Al-Sudani agreed with everything I said, repeating it almost in the same spirit and with the same logic. He emphasized that regime change under Saddam Hussein was only possible through American force, and that Tehran did not want America’s participation in overthrowing Saddam. There was a division among Iraqis, with some rejecting their participation and others supporting it. As for the Arabs, they were the ones who distanced themselves from Iraq under the pretext of its proximity to Iran and the American invasion, despite the fact that American forces came from American bases. In a relaxed tone, he said, “We preferred to be a bridge for dialogue, not an arena for settling scores. We held meetings between Saudi Arabia and Iran, Jordan and Tehran, and Egypt and Iran. We did not get involved after the October 7 events in Gaza, which were a trap set by the Zionist enemy to trap and destroy Iraq.”

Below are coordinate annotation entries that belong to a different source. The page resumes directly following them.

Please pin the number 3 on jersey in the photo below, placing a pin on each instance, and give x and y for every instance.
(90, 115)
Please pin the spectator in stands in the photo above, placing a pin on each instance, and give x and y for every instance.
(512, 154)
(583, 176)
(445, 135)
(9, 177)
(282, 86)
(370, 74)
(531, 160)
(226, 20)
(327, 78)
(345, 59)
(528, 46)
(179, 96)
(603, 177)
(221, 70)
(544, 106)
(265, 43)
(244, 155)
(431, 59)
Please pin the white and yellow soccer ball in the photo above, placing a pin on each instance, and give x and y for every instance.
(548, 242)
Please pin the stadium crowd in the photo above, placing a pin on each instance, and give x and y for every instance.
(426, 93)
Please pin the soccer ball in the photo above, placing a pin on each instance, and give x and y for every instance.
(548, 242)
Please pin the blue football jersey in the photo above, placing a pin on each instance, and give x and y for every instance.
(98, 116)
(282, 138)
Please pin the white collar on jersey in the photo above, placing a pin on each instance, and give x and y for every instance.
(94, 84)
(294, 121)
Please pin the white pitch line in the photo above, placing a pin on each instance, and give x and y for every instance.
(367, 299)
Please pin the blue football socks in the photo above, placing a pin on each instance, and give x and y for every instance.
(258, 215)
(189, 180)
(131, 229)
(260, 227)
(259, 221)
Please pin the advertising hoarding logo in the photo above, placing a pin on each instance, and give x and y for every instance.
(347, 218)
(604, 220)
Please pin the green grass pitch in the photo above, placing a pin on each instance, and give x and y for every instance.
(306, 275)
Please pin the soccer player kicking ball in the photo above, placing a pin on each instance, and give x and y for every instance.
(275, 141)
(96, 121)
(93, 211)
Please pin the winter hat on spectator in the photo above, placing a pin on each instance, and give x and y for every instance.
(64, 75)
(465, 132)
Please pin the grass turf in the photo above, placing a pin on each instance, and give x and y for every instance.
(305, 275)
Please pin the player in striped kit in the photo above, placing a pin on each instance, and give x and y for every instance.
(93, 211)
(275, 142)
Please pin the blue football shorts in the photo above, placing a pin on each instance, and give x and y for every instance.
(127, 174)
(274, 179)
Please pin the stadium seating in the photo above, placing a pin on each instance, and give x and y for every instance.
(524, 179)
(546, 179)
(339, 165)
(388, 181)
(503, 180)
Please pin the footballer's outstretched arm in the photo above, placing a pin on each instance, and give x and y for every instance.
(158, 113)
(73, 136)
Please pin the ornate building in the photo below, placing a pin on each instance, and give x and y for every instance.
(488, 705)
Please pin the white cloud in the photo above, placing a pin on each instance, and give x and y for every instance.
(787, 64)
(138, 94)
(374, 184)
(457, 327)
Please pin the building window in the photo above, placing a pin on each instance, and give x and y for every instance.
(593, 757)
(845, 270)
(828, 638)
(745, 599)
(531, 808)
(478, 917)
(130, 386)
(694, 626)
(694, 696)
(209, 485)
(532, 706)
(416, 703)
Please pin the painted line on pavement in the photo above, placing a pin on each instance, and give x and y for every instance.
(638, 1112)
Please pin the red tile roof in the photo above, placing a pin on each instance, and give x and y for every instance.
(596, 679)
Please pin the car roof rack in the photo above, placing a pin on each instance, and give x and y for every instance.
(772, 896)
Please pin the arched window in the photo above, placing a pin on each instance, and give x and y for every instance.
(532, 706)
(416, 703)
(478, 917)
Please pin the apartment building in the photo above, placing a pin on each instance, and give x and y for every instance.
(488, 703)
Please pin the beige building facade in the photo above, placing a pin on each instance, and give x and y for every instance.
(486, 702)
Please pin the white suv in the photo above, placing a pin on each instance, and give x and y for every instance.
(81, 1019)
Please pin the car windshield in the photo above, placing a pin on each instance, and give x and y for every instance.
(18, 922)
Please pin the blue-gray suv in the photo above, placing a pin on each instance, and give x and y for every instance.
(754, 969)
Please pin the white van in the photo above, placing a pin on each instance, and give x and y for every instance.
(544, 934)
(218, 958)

Regarding Syrian President Sharaa, he said, “We only want the implementation of agreements. We want a system that unites all of Syria’s diverse components, preserves a unified and stable Syria, and confronts terrorism. We do not want security problems on our borders with them, whether ISIS or terrorism.” Despite everything, the strongman maintained his calm and confidence in his country’s democratic system. He said, “We have closed the gaps through which Iraq’s opponents were infiltrating, and we have succeeded in achieving accomplishments on the ground that have restored confidence to the citizenry.” He acknowledged that his predecessors had made mistakes, that corruption was widespread, that efforts are being made to achieve a renaissance, and that the citizenry feels confident. When I teased him and said, “They call you the King of Bridges,” he smiled and said, “Our competitors say so, but we have achieved a lot, and we will win the upcoming elections.” Perhaps the most important thing he offered was his keenness to communicate with the media, his understanding of the circumstances of the Arab countries that were absent from the Baghdad summit, and his assertion that Iraq has resumed its role in leading the Arab world. He also stated that the new Iraq will not accept being subservient to anyone, whether Iran or others. He concluded with a confident tone that Iraq is strong and stable.

Sands of the Middle East

Ultimately, Iraq may survive, and perhaps there is no certainty about the fate of others. But what we do know is that the winds of change blew with October 7, and things exploded in Lebanon. Then Assad fell, Sharia was brought in, Washington struck a deal with the Houthis, leaving Tel Aviv out of the room, and Tehran is now negotiating despite Netanyahu’s objections. Perhaps all of this is the first step in shaping a new Middle East with more blurred borders and more volatile alliances; establishing the principle that militias can be rehabilitated as political parties, and grooming terrorist leaders to become statesmen.

Perhaps, at the moment when the dreaming powers feel they have grasped a “new or greater Middle East,” they may be surprised to find that their dreams and illusions are sinking into the sands of the Middle East. Let us begin, and they begin, and everything begins anew. Smile, you are in the Middle East.

In contrast, Iraq appears to be on a date with a fiery summer and a future open to all possibilities, because it is at a crossroads. And it is not alone, but all the others are.